Hasta aquí había llegado el forastero en su abjuración de la desdichada muchacha, cuando Bella, levantándose de su actitud agazapada, se arrojó a sus pies y unió sus lágrimas y oraciones de perdón a las de su joven amante.

—No digas más —continuó el severo sacerdote— no digas más. Las confesiones no sirven de nada, y las humillaciones no hacen sino aumentar tu ofensa. Mi mente no me dice cuál es mi deber en este triste asunto, pero si obedeciera a los dictados de mis inclinaciones actuales, debería ir directamente a vuestros guardianes naturales y ponerles al corriente inmediatamente de la naturaleza infame de mi descubrimiento fortuito.

—Oh, por piedad, ten piedad de mí —suplicó Bella, cuyas lágrimas corrían ahora por sus bonitas mejillas, tan encendidas últimamente por el placer desenfrenado.

—Perdónanos, Padre, perdónanos a los dos.

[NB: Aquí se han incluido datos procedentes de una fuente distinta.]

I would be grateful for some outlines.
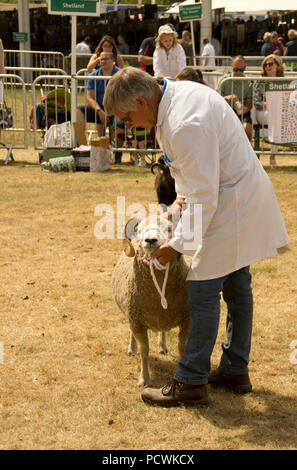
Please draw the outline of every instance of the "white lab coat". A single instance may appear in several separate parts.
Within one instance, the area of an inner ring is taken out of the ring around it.
[[[175,78],[186,67],[186,55],[180,44],[175,44],[167,53],[163,47],[156,48],[153,55],[154,75]]]
[[[156,135],[171,160],[176,192],[202,204],[202,246],[185,249],[184,210],[169,244],[193,256],[188,280],[221,277],[277,254],[289,242],[273,186],[242,124],[214,90],[167,81]],[[197,237],[198,239],[198,237]]]

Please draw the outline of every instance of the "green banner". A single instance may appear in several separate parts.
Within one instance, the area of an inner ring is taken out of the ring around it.
[[[28,41],[28,33],[13,32],[12,33],[12,40],[14,42],[27,42]]]
[[[180,5],[179,20],[195,21],[202,18],[202,3],[193,3],[192,5]]]
[[[49,0],[48,12],[54,15],[98,16],[100,14],[100,2],[96,0]]]

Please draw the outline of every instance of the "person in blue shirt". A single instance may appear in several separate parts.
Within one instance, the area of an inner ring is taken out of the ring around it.
[[[111,52],[101,52],[99,64],[100,67],[91,72],[89,77],[109,77],[120,70],[119,67],[114,64],[114,57]],[[112,126],[113,130],[117,128],[119,132],[123,132],[121,130],[121,123],[117,121],[115,124],[114,116],[107,116],[104,112],[103,97],[107,84],[108,80],[92,80],[90,78],[86,85],[87,106],[78,106],[76,109],[77,122],[82,122],[84,126],[85,122],[96,123],[99,137],[104,134],[105,126]],[[124,124],[122,127],[124,127]],[[116,152],[115,162],[120,163],[120,161],[121,154],[120,152]]]

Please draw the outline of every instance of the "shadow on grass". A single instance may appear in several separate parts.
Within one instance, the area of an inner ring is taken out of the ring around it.
[[[173,351],[174,352],[174,351]],[[151,386],[160,388],[172,380],[177,362],[166,357],[150,357]],[[192,414],[193,419],[206,419],[222,432],[238,429],[241,442],[253,449],[255,447],[289,449],[297,445],[297,407],[296,398],[280,394],[267,388],[257,389],[254,384],[252,393],[234,394],[223,388],[208,386],[210,406],[183,406]]]
[[[268,390],[254,389],[248,395],[233,394],[209,387],[211,405],[207,410],[193,409],[222,431],[238,429],[242,442],[251,448],[296,448],[296,398]]]
[[[12,161],[12,160],[9,160],[9,162],[7,164],[4,164],[5,163],[5,160],[0,160],[0,166],[9,166],[9,167],[20,167],[20,168],[24,168],[24,167],[40,167],[41,165],[36,162],[36,163],[32,163],[32,162],[27,162],[26,160],[18,160],[18,161]]]
[[[263,166],[264,170],[268,173],[294,173],[297,172],[297,165],[294,166],[277,166],[276,168],[271,168],[270,166]]]

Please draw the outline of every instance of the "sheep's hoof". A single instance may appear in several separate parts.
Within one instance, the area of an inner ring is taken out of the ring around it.
[[[140,377],[138,380],[138,387],[147,387],[150,385],[149,380],[145,380],[143,377]]]
[[[168,349],[162,347],[162,348],[159,349],[159,353],[160,353],[160,354],[163,354],[164,356],[166,356],[166,354],[168,354]]]
[[[137,349],[128,349],[128,356],[135,356],[137,354]]]

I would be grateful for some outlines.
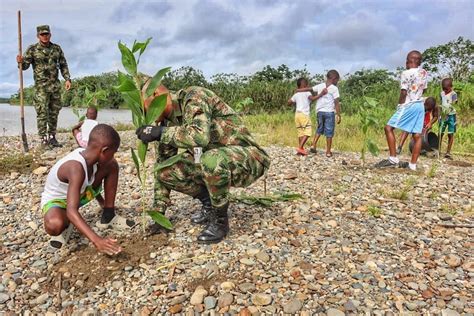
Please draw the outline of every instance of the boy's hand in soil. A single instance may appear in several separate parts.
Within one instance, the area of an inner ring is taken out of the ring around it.
[[[341,123],[341,115],[336,114],[336,123],[339,124]]]
[[[102,253],[109,256],[116,255],[122,251],[122,248],[117,244],[117,239],[100,238],[94,242],[94,246]]]

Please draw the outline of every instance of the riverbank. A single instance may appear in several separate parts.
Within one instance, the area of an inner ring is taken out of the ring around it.
[[[139,182],[129,151],[136,137],[133,131],[120,135],[117,206],[139,221]],[[233,203],[230,235],[202,246],[195,243],[201,228],[189,222],[199,203],[173,193],[166,212],[173,231],[98,230],[124,247],[122,255],[107,257],[77,231],[61,251],[47,247],[40,193],[54,162],[74,148],[69,134],[58,138],[66,146],[51,151],[39,150],[39,140],[30,138],[37,165],[0,178],[0,310],[474,313],[474,172],[468,162],[423,157],[420,170],[411,173],[362,167],[355,153],[299,157],[292,148],[270,146],[267,191],[304,199],[269,208]],[[1,157],[21,155],[19,137],[1,137],[0,145]],[[375,161],[369,157],[367,166]],[[151,188],[150,182],[150,197]],[[263,188],[260,179],[232,193],[262,195]],[[91,225],[98,220],[95,203],[81,212]]]

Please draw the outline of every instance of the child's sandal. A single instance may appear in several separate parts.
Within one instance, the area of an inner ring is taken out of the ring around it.
[[[73,225],[69,224],[69,226],[63,230],[63,232],[57,236],[51,236],[49,240],[49,246],[54,249],[60,249],[63,245],[65,245],[69,237],[71,237]]]

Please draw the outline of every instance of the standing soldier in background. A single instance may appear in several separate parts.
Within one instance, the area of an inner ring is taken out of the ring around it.
[[[145,107],[165,93],[168,90],[160,86],[145,100]],[[159,126],[142,126],[136,131],[145,143],[159,141],[155,206],[164,212],[171,190],[200,200],[201,211],[191,216],[192,223],[206,226],[198,242],[220,242],[229,231],[230,187],[255,182],[269,168],[270,158],[239,115],[202,87],[180,90],[174,102],[168,94],[157,121]]]
[[[61,110],[61,85],[58,79],[58,68],[66,80],[66,90],[71,88],[71,76],[61,47],[50,41],[49,26],[40,25],[36,31],[38,43],[28,47],[24,56],[18,55],[16,61],[21,64],[22,70],[28,69],[30,64],[33,65],[34,106],[41,144],[61,147],[62,145],[56,140],[58,115]]]

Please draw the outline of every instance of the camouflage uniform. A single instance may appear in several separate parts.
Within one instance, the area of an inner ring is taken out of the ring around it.
[[[214,207],[229,201],[229,188],[246,187],[270,166],[267,153],[255,142],[238,114],[214,92],[181,90],[182,111],[166,122],[156,143],[155,206],[169,203],[171,190],[195,197],[204,185]],[[178,148],[184,152],[178,154]],[[199,162],[194,149],[202,148]]]
[[[23,56],[22,69],[26,70],[33,65],[33,78],[35,80],[34,106],[37,115],[38,134],[56,134],[58,115],[61,110],[61,85],[58,79],[58,69],[64,80],[70,80],[66,58],[61,47],[49,43],[33,44]]]

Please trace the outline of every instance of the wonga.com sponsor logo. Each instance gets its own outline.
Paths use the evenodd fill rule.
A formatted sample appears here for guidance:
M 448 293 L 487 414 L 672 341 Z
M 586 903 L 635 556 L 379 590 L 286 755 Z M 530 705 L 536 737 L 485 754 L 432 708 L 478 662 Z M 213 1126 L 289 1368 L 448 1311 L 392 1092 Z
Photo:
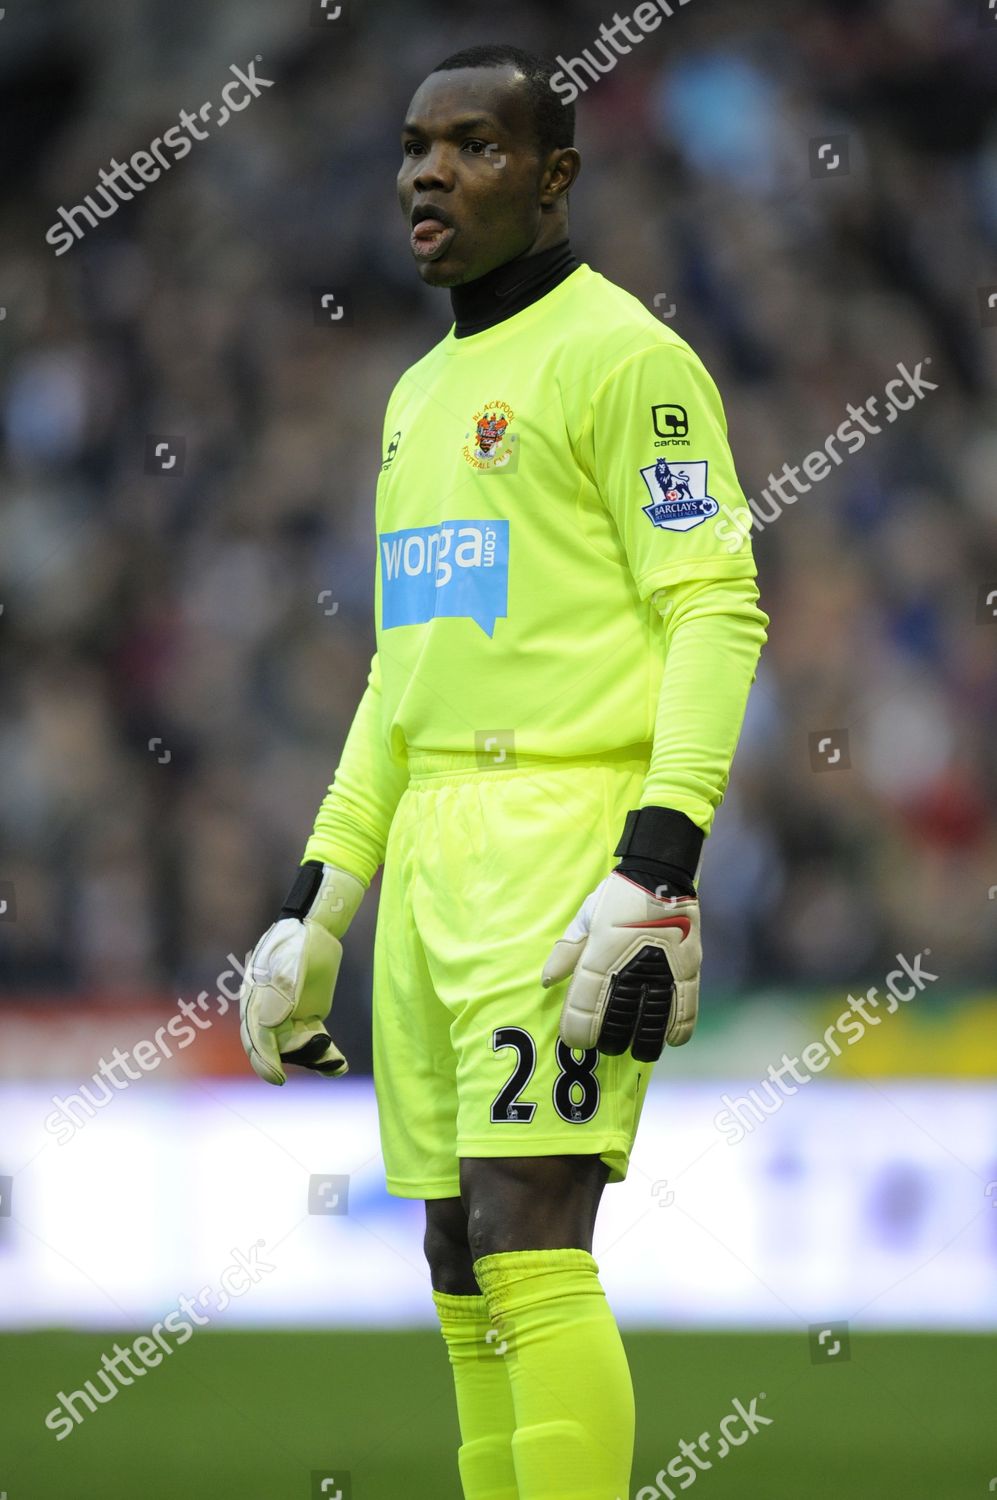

Haremos todo lo que esté en nuestro poder para hacer expiación. Se celebrarán seis misas y varias paters por nuestra cuenta y coste. La peregrinación al santuario de San Engulfo, de la que me hablaste el otro día, se llevará a cabo ahora. Estoy dispuesto a hacer cualquier cosa, a sacrificar cualquier cosa, si usted perdona a esta querida Bella —imploró el joven.

El sacerdote hizo un gesto con la mano para pedir silencio. Luego habló, mientras acentos de piedad se mezclaban con su natural severo y resuelto porte.

—Basta —dijo— debo tener tiempo. Debo invocar la ayuda de la Santísima Virgen, que no conoció el pecado, pero que, sin los deleites carnales de la cópula mortal, dio a luz al niño de los niños en el pesebre de Belén. Ven a verme mañana a la sacristía, Bella, en el recinto, te revelaré la Divina Voluntad concerniente a tu transgresión. A las dos te espero. En cuanto a ti, joven temerario, reservaré mi juicio, y toda acción, hasta el día siguiente, en que a la misma hora te esperaré igualmente.

Mil gracias derramaban las gargantas unidas de los penitentes, cuando el Padre les advirtió a ambos que se separaran.

Hacía ya tiempo que había anochecido, y el rocío de la noche iba subiendo.

—Mientras tanto, buenas noches y paz; vuestro secreto está a salvo conmigo, hasta que volvamos a vernos —dijo y desapareció.